There are lots of people looking for land loans these days so let me explain why they are so hard to find these days.
I recently got a call referring me in to a potential client that owned two fully entitled tracts of land in Del Mar and wanted. Their bank wanted out and they wanted to sit on the land for another year until the market to build was a bit hotter. I knew my bank would not be interested, but these were properties everyone would love to own so I reached out to my fellow bankers (25 years in SD, that’s A LOT of bankers) and not a single one was interested. The closest I got was one who said “we were doing those until about 6 months ago, and we filled our maximum allocation for that type of loan because no one else was doing them”. Here’s why:
The regulators look very critically of land loans because there is no income coming from the property to pay for interest, property taxes etc. Also, when real estate values drop, land tends to do so faster than homes or investment property. If the regulators were opposed to sunshine and puppy dogs, there is a good chance the banks would avoid them as well – after all, our very existence depends on regulatory approval. So until the regulatory bodies see land loans as a reasonable risk, you can bet that most financial institutions will avoid them to the extent possible. This , of course, become a self-fulfilling prophesy because if there are no loans to buy or carry land , then the pool of buyers (demand) drops , resulting in a farther drop in price.
The exception to this would be land loans for the purpose of immediate construction of a home or commercial project. Several banks still offer this product, provided there is a permanent loan, buyer or other “exit” out there for the construction lender.
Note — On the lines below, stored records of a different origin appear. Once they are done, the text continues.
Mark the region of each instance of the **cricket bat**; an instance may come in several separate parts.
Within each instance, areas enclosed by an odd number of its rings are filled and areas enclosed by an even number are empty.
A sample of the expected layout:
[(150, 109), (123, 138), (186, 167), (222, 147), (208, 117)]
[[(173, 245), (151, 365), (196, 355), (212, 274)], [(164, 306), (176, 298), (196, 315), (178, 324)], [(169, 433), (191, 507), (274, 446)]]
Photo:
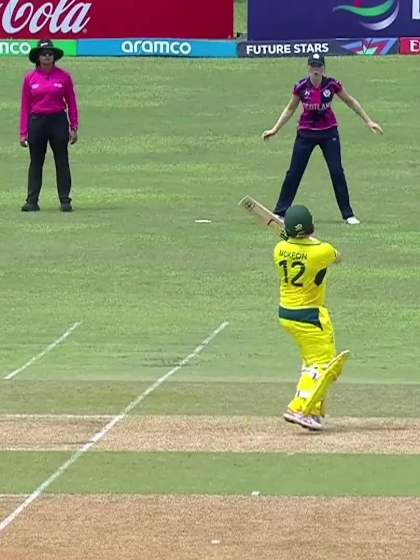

If you want to acquire land or simply hold onto that which you already own and have a loan coming due, your best option is to negotiate an extension with lender or “carry back” financing with the seller. There are also private “hard money” lenders out there who will look at land provided the LTV is extremely low and/or there are other assets the borrower can pledge. The most cost efficient way to finance land is to use an asset that is cheaper and easier to finance (stock, a home, or income property), but not everyone is fortunate enough to be in a position to do that.